Erik was dying.

As the sound of her boots against the cobblestone street filled her ears, muffled only by the ever-growing layer of white snow, and her rapid breaths condensed in a cloud of vapor before her, that was all she could think about. Erik is dying.

Her forehead shined under the light of the street lamps from her transpiration, and her lungs burned with every hard breath her open mouth sucked in. It was the first snowfall this year, and what a night it had chosen to come: it seemed that, with her angel, a part of the beauty of the world was dying too.

And the speed with which everything faded was astounding, Christine had realized: just the morning before, the roses on her garden bloomed in a healthy scarlet, but today, by the time the sun had fallen, the last of her roses had fallen too.
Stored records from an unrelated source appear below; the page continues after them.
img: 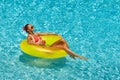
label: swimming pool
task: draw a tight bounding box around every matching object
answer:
[0,0,120,80]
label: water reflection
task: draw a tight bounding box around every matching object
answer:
[19,53,66,68]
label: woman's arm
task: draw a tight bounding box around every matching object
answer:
[27,36,39,45]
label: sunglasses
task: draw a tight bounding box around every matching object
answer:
[31,26,34,29]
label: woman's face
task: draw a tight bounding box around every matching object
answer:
[28,24,34,31]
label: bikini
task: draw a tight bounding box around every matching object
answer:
[29,35,46,45]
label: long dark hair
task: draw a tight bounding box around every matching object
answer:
[23,24,29,33]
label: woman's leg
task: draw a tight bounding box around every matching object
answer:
[50,39,87,60]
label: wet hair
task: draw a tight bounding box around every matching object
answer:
[23,24,29,33]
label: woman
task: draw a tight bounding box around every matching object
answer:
[23,24,87,60]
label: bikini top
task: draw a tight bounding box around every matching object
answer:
[29,35,46,45]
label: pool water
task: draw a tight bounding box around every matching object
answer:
[0,0,120,80]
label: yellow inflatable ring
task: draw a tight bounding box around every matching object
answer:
[20,35,67,59]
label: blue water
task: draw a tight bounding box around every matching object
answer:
[0,0,120,80]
She had seen those roses born, but she had not seen them die. They had left a small hole in her heart when their beauty had faded away and she had not been able to smell their fragrance one last time.

Christine had to see him one last time before those golden eyes, that had plagued her nightmares for almost a year now, closed forever. If the man that had once been the owner of her soul and heart died in the darkness of the loneliness, she would never forgive herself for having taken even that from him.
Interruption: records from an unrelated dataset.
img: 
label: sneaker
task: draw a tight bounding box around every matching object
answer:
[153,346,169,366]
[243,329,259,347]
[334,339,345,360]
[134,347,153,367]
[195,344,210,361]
Her trembling fingers, already going numb on the tips from the cold, took the key out of her bodice -funny how that little metal piece had never left her since the night she turned the scorpion- and uselessly tried to insert it on the keyhole. She had to try more than once before her horrible trembles allowed her to do it.
The Persian gentleman, now lucid without the effect of the torture chamber from months ago, had been clear to Christine: Erik would not survive the night. And she knew it. A part of her, perhaps that little part in the back of her mind which she so adamantly had denied in front of Raoul so many months ago while hiding from the monster on the roof, knew it all.

Erik was dying.

She ventured down to his kingdom, fearless of the demons and the darkness, with the hope of seeing the light in the angel's eyes one last time. It had been three months since the last time she had been there, and yet her feet took her where she needed to go without a hesitation or problem. Sooner than her poor, agitated heart was prepared to, Christine found herself at the threshold of the house of the man who had made her soul soar so high, that a part of it had never returned.

She opened the door and entered the house. Her hand looked for the switch in the wall at her right. The electric light tiltilated twice before finally staying on.
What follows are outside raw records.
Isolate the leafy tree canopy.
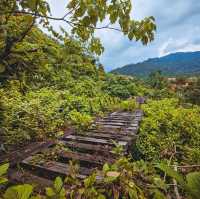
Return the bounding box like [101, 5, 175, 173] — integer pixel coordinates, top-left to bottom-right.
[0, 0, 156, 71]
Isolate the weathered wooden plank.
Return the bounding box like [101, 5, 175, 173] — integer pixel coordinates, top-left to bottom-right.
[59, 151, 115, 167]
[60, 141, 113, 154]
[84, 132, 134, 142]
[90, 128, 137, 136]
[95, 121, 127, 127]
[97, 118, 131, 124]
[63, 135, 128, 147]
[8, 169, 53, 192]
[21, 156, 93, 180]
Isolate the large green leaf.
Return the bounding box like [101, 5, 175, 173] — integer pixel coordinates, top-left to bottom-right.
[156, 163, 185, 186]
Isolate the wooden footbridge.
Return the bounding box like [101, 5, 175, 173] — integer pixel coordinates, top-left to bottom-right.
[0, 110, 143, 186]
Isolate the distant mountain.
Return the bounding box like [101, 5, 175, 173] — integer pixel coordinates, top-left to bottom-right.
[111, 51, 200, 77]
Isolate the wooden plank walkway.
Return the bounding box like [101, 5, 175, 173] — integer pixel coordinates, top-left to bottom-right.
[0, 110, 143, 186]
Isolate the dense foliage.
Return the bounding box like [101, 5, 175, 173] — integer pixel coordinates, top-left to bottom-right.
[137, 98, 200, 164]
[0, 0, 200, 199]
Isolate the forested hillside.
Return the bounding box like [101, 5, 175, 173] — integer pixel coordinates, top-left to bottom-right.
[112, 52, 200, 78]
[0, 0, 200, 199]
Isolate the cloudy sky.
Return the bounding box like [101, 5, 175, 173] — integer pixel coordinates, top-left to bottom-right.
[49, 0, 200, 71]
The drawing room, beautiful in its simplicity, seemed almost the same at first glance. There was, however, something that bothered Christine, but she couldn't tell what was it. It took Christine more than a single moment to realize the reason: the sofa was slightly out of place; the rug was dusty, unlike any time before she had seen it; the books were no longer placed in alphabetical order; the vases in the shelves were broken and put back together. Some of them were even missing small pieces. The flowers were wittered.

It looked as if the whole room had been torned apart and then tried to put it back to how it was, but without the most minimum of care.

Christine realized, with that same pain in her heart as the last time she had stepped in that house, that that was probably what had happened to the room as much as to the owner.

Before the thought could consume her alive, she moved on. She had to find him.

As she moved down the hall –that same hall that she had seen as a prision only months before, and that now she was willingly walking through-, a sudden sound caught her attention: a small, weak cough.

Erik.

She was not late.

Her pace quickened, and Christine stood at the threshold of his room. The door was ajar. It was always closed.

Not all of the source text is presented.